Una conferma arriva da Verona, dove la Camera di Commercio e Avviso Pubblico (la rete di enti locali contro la criminalità organizzata) hanno promosso, nei giorni scorsi, un convegno su “Mafie ed economia” con la presenza di magistrati, imprenditori, pubblici amministratori, uomini delle forze dell’ordine e un folto pubblico di studenti.
“Massima attenzione ai reati sentinella”, ha ammonito il Procuratore capo della Repubblica Angela Barbaglia: strani fallimenti aziendali, false fatturazioni, evasione fiscale, corruzione. E Bruno Cherchi, Procuratore antimafia del Veneto: “Tutta la regione è a rischio di infiltrazioni mafiose”. Lo conferma proprio l’ultima operazione antimafia nella regione, 50 arresti nello scorso febbraio, tra boss di ‘ndrangheta e camorra (legati al feroce “clan dei Casalesi”), amministratori locali e professionisti impegnati in attività di costruzione, riciclaggio di denaro e altri reati tipici della criminalità organizzata che trova spazio nell’economia.
La risposta? “Indebolire la mafia sottraendole potere economico”, è la tesi del nuovo prefetto di Verona, Donato Giovanni Cafagna, una lunga esperienza nella Terra dei fuochi in Campania, in Puglia ma anche a Milano, nella stagione dell’Expo, un buon esempio di come, proprio con le “interdittive” della Prefettura rivolte alle imprese sospette di relazioni con ambienti criminali, si siano salvaguardate le esigenze di fare presto e bene importanti lavori pubblici e, contemporaneamente, quelle di trasparenza ed efficienza della pubblica amministrazione.
Fermare lo sguardo su Milano, dunque. Per capire meglio tendenze criminali e reazioni della società civile.
Sostiene ancora “Il socio occulto” della Caramazza: “La scelta da parte della mafia di entrare nel mercato legale attraverso il controllo di imprese sane costituisce uno dei maggiori rischi per la tutela della libera azione economica e per l’esercizio di un’equa concorrenza”. E ancora: “Siamo in presenza di una strategia aggressiva ma silenziosa e mimetica, attraverso cui l’impresa legale diventa bersaglio delle organizzazioni criminali, fino a quando il confine tra impresa legale e impresa illecita, o addirittura criminale, non è più demarcabile”.

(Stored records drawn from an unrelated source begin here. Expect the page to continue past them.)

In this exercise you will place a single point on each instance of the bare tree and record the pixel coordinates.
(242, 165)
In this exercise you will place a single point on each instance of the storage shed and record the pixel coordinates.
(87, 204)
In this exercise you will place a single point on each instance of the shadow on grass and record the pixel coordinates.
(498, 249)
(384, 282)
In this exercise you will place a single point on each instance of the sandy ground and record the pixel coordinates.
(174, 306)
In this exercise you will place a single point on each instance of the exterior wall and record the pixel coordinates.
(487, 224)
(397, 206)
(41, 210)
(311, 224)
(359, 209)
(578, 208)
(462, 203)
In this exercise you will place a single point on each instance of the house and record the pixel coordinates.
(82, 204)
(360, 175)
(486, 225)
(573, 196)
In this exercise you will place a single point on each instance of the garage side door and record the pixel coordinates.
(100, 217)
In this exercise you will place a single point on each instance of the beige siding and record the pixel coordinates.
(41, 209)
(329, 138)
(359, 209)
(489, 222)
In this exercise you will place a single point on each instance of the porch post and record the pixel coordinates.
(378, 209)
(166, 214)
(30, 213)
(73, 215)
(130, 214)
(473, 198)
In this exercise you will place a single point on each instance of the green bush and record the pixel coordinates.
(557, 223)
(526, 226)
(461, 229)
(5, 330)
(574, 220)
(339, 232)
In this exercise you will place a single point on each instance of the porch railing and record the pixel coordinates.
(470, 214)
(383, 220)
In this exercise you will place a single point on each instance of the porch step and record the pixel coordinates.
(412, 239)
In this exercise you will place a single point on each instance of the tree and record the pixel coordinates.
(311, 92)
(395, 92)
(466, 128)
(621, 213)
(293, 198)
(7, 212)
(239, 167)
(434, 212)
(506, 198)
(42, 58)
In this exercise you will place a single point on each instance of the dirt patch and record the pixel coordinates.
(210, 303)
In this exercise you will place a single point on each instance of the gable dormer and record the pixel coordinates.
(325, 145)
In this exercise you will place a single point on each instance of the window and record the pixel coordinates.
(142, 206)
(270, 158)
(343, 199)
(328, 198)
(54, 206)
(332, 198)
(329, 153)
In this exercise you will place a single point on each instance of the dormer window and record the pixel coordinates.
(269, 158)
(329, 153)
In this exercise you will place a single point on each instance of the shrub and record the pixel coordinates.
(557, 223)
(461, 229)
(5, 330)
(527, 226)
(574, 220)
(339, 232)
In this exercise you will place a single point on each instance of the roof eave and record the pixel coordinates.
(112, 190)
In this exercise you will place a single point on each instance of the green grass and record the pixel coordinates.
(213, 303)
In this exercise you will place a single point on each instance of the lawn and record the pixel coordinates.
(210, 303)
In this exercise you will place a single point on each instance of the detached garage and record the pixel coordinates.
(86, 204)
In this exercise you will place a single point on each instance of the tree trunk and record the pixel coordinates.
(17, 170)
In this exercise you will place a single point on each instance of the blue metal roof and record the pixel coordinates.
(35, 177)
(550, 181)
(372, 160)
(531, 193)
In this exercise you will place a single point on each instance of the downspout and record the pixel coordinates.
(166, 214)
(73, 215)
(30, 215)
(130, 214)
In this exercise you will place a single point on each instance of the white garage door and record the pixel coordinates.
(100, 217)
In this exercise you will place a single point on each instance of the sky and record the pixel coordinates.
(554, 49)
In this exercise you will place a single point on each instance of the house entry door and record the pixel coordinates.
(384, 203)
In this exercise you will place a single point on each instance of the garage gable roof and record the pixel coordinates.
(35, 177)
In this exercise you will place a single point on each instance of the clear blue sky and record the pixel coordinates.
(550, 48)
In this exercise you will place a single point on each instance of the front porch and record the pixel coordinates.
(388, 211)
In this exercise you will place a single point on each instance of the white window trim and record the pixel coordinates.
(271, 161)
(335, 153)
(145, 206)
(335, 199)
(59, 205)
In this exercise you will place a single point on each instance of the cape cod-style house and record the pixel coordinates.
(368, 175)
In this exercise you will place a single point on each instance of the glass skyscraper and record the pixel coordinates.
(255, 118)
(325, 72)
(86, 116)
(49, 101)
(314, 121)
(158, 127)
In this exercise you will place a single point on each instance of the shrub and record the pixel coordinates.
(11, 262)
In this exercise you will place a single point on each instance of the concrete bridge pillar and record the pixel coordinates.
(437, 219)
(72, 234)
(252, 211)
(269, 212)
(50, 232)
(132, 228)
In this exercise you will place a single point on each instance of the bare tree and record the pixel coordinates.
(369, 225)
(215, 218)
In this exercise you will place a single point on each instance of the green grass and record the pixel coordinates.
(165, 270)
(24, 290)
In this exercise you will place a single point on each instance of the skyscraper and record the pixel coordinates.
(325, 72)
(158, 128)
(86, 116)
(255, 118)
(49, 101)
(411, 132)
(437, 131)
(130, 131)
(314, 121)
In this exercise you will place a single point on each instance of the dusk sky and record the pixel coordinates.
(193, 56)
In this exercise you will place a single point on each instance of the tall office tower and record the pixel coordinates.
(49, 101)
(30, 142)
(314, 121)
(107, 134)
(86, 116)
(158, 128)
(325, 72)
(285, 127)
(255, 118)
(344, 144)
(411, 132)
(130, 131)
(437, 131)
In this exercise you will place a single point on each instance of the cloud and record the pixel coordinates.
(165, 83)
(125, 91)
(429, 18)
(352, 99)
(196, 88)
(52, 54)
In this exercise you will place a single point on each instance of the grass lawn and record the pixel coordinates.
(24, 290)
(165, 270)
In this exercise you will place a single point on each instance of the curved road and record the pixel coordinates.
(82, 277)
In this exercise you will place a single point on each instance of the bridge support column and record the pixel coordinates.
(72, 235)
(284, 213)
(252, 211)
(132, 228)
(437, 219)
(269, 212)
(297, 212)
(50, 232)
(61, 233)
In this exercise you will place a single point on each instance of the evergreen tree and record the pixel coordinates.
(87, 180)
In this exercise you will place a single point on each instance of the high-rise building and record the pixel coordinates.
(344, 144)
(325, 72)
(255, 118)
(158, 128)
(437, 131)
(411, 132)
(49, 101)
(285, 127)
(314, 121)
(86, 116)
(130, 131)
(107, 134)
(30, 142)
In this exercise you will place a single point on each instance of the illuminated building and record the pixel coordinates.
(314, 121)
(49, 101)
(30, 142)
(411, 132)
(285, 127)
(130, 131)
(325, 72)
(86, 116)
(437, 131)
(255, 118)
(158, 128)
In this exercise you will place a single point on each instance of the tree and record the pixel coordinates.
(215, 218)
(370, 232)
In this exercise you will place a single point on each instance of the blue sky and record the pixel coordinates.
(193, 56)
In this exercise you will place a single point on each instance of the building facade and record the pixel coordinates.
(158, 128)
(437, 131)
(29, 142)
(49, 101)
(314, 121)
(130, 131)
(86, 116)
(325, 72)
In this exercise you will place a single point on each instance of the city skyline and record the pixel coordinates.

Proprio da questa consapevolezza è nata, dieci anni fa, la scelta di Assolombarda di puntare sulla difesa e la promozione della legalità, come funzione essenziale per la competitività di Milano e delle sue imprese, considerando le mafie (la ‘ndrangheta, innanzitutto, l’organizzazione criminale attualmente più potente e diffusa) come una presenza eversiva. Eversiva del mercato. Eversiva della sostenibilità economica dello sviluppo. Eversiva dei rapporti commerciali e di lavoro, in parecchi settori della vita economica e sociale: l’edilizia, gli appalti e le forniture pubbliche, la sanità, il commercio, il trasporto, lo smaltimento dei rifiuti, una serie di servizi finanziari. Un impegno antimafia di lunga lena. Fondato sullo studio del fenomeno, sulle relazioni positive con Palazzo di Giustizia e le strutture degli inquirenti (l’azione investigativa e repressiva è fondamentale, anche se da sola non sufficiente a battere le cosche mafiose), su un’insistente attività di sensibilizzazione e di comunicazione con i responsabili delle imprese iscritte ad Assolombarda. Il messaggio chiave: la mafia non è un’agenzia di servizi cui rivolgersi per risolvere un problema, avere un finanziamento, recuperare un credito, ottenere un appalto, vincere una gara di fornitura, battere un concorrente o risolvere un conflitto sindacale. Il rapporto con la mafia è “per sempre”. L’azienda inquinata è un’azienda condannata a finire nell’universo dell’economia illegale.
Il messaggio trova ascolto. Il “socio occulto” è ancora attivo, una tentazione costante. Ma finora non vincente.